Andy McGovern: At a basic level, all decisions that Bing makes about what to show its users are made using probabilities, based on aggregated feedback from past users, and also based on results from trained evaluators. But it really comes down to an ordering problem. Think of each result on the SERP, whether it’s a web result or an Answer or something else, as occupying a slot on the page, from 1 to N. Our job is to fill those slots with the best results in the best order.
Eric Enge: 5. Do you leverage aggregated historical user interaction data to refine how these probabilities are assessed? Or how does aggregated historical data play a role in the overall process?
Andy McGovern: Yes, we do. Past users’ queries and clicks, used in an aggregated, anonymized way, help teach the Bing engine which results it should show, and in which order, for future queries. This happens primarily by using these queries as training data for our machine learning models, which are then used to classify queries and rank the results that shows on the page.
Eric Enge: 6. What role does personalization play in the overall process? What other factors come into play? Factors like the searcher’s location and language, for example.

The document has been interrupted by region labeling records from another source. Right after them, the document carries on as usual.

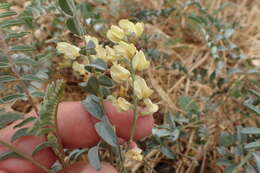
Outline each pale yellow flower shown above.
[144,98,159,113]
[110,64,130,83]
[107,25,125,43]
[114,41,136,59]
[132,50,150,71]
[134,75,153,99]
[119,19,144,39]
[72,61,87,75]
[57,42,80,59]
[95,46,107,60]
[114,97,132,111]
[125,148,143,161]
[85,35,99,47]
[105,46,118,62]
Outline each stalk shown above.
[0,140,53,173]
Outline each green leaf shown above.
[224,29,235,39]
[0,62,9,68]
[82,95,104,120]
[85,76,99,95]
[245,141,260,149]
[14,57,37,65]
[178,96,199,112]
[224,164,237,173]
[100,86,111,97]
[165,112,176,130]
[22,74,44,82]
[160,145,176,159]
[32,141,57,156]
[11,128,28,142]
[219,132,234,147]
[59,0,75,16]
[85,58,107,72]
[0,75,17,83]
[66,18,83,36]
[98,75,114,87]
[5,32,29,40]
[253,153,260,172]
[0,112,23,125]
[0,94,26,103]
[95,121,118,147]
[11,45,35,51]
[0,19,25,28]
[14,117,37,128]
[243,99,260,115]
[88,145,101,171]
[216,159,232,166]
[0,11,17,18]
[0,151,19,161]
[240,127,260,134]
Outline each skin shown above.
[58,161,118,173]
[0,101,154,173]
[0,121,56,173]
[104,101,154,141]
[58,101,154,149]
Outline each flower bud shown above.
[111,64,130,83]
[114,41,136,59]
[107,25,125,43]
[72,61,87,75]
[134,75,153,99]
[119,19,144,39]
[144,98,159,114]
[115,97,132,111]
[132,50,150,71]
[57,42,80,59]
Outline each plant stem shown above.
[0,140,53,173]
[129,69,138,144]
[232,151,253,173]
[54,104,67,173]
[0,30,39,117]
[98,86,124,172]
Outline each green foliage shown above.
[88,145,101,170]
[29,80,65,135]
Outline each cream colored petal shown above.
[119,19,137,34]
[114,41,136,59]
[107,25,125,43]
[85,35,99,47]
[144,98,159,113]
[110,64,130,83]
[117,97,131,111]
[57,42,80,59]
[135,22,144,38]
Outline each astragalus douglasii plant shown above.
[0,1,159,173]
[0,0,260,173]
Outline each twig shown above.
[0,30,39,117]
[0,140,53,173]
[168,56,208,93]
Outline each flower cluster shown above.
[57,19,158,114]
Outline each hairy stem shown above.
[129,69,138,143]
[98,86,124,172]
[54,104,67,173]
[0,30,39,117]
[0,140,53,173]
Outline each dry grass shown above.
[1,0,260,173]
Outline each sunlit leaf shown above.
[95,122,118,147]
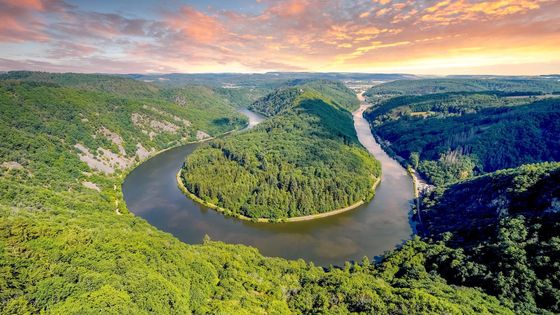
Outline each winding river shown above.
[122,101,414,266]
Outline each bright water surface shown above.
[122,99,414,266]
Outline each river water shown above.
[122,99,414,266]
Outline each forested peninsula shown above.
[0,72,560,314]
[180,80,380,221]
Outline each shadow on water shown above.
[123,105,414,266]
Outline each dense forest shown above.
[182,81,380,220]
[365,77,560,99]
[249,80,360,116]
[419,163,560,313]
[0,74,513,314]
[365,79,560,185]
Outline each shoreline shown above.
[175,169,381,223]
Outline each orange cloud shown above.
[422,0,546,24]
[166,6,225,44]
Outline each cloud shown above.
[0,0,560,72]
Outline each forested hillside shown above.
[365,77,560,98]
[249,80,360,116]
[419,163,560,313]
[365,80,560,185]
[0,73,513,314]
[182,83,380,220]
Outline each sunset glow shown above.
[0,0,560,75]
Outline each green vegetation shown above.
[212,88,268,108]
[249,80,360,116]
[182,83,380,220]
[365,77,560,98]
[420,163,560,313]
[6,74,560,314]
[365,79,560,185]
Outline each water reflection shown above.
[123,105,413,265]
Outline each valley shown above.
[0,72,560,314]
[123,92,414,266]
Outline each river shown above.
[122,100,414,266]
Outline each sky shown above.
[0,0,560,75]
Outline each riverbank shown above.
[124,97,414,266]
[176,169,381,223]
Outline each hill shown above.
[249,80,360,116]
[420,163,560,313]
[0,73,512,314]
[182,83,380,220]
[365,86,560,185]
[365,77,560,98]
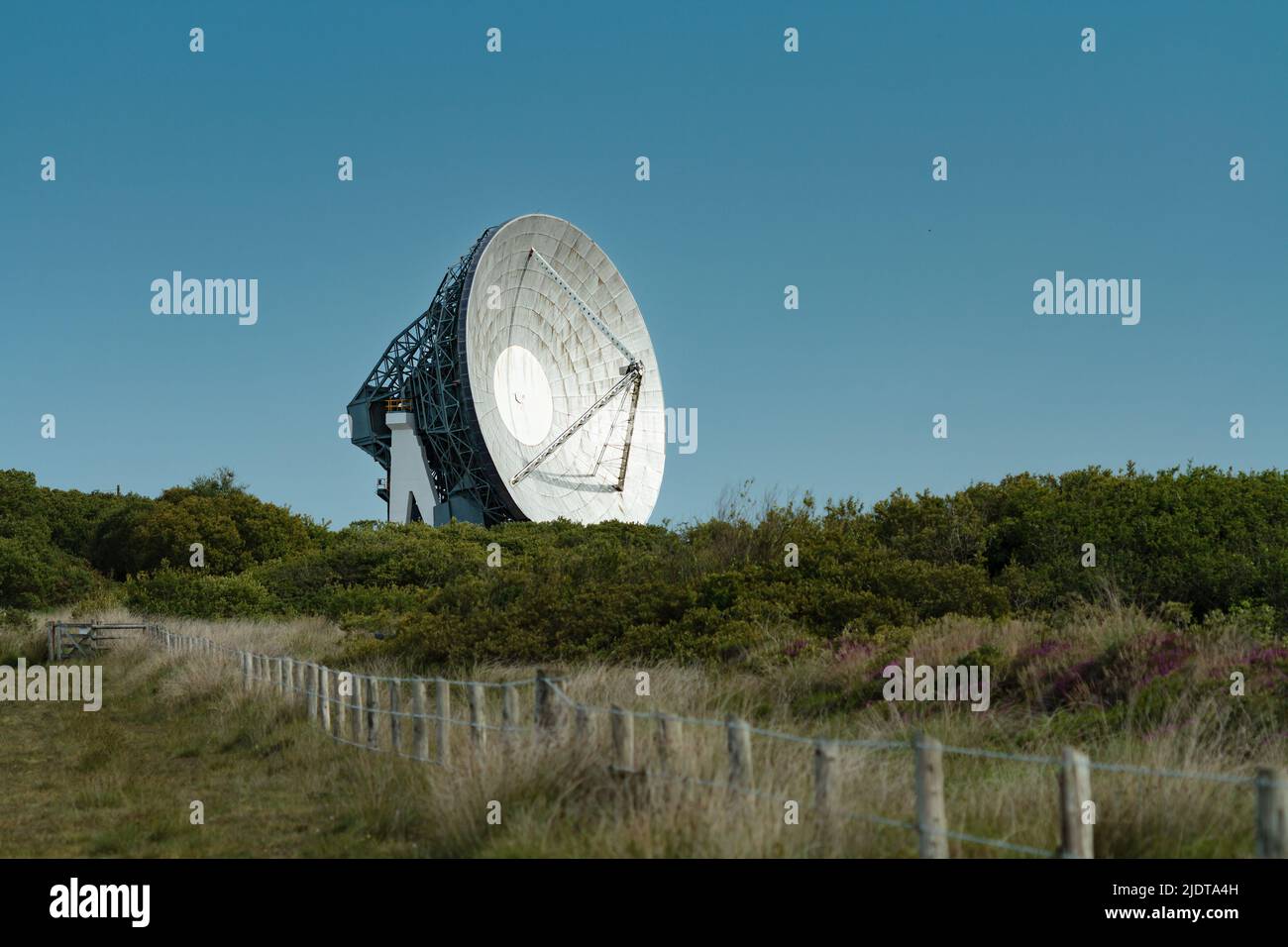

Andy McGovern: Personalization factors into the search experience in various ways that are more and less subtle, depending on the circumstance. Your past queries, current location, and other context might be taken into account in order to give you a good set of personalized results. One of my favorite examples is giving good results for ambiguous acronyms. If a user queries for “wdot”, it could refer to the Department of Transportation for Wisconsin, Wyoming, or Washington. There’s a good chance that your current location will play a role in our decision of which result to put on top for that query. If you search for “movies” or “weather” or “sushi restaurants”, then we will use your location to give you results near you. If you search in German, then you’ll get great German results for your query. And so on. We run lots of experiments on personalization, and we’re adding more and more personalized features over time.
Eric Enge: 7. In our call the other day, you described how this is done in an initial processing step, and then passed on to “downstream” components. Can you provide an example scenario that illustrates the concept?
Andy McGovern: I think you are referring to Answers, right? If so, I basically described this in previous responses above. “Downstream” refers to components that are invoked later chronologically in the Bing runtime stack. So in the “cute puppies” example, we first determine that the query has (implicit) intent for images and videos, and then we send the query to the Bing Image and Video and Web services to get the results, and then we make a decision on which content types are worth showing, and in which order. In the “cute puppies” case, when I just ran the search on Bing, I saw images, then a couple of web results, then videos, and then more web results.
About Andy McGovern
Andy McGovern is a Principal Program Manager at Microsoft working on Bing and Cortana. He has been in the Bing Relevance team for the past several years. Previous to that, he worked on various projects within Bing related to Local, Maps, Global Relevance, and Infrastructure. In his free time, he likes jogging, water activities, and volunteering in South America.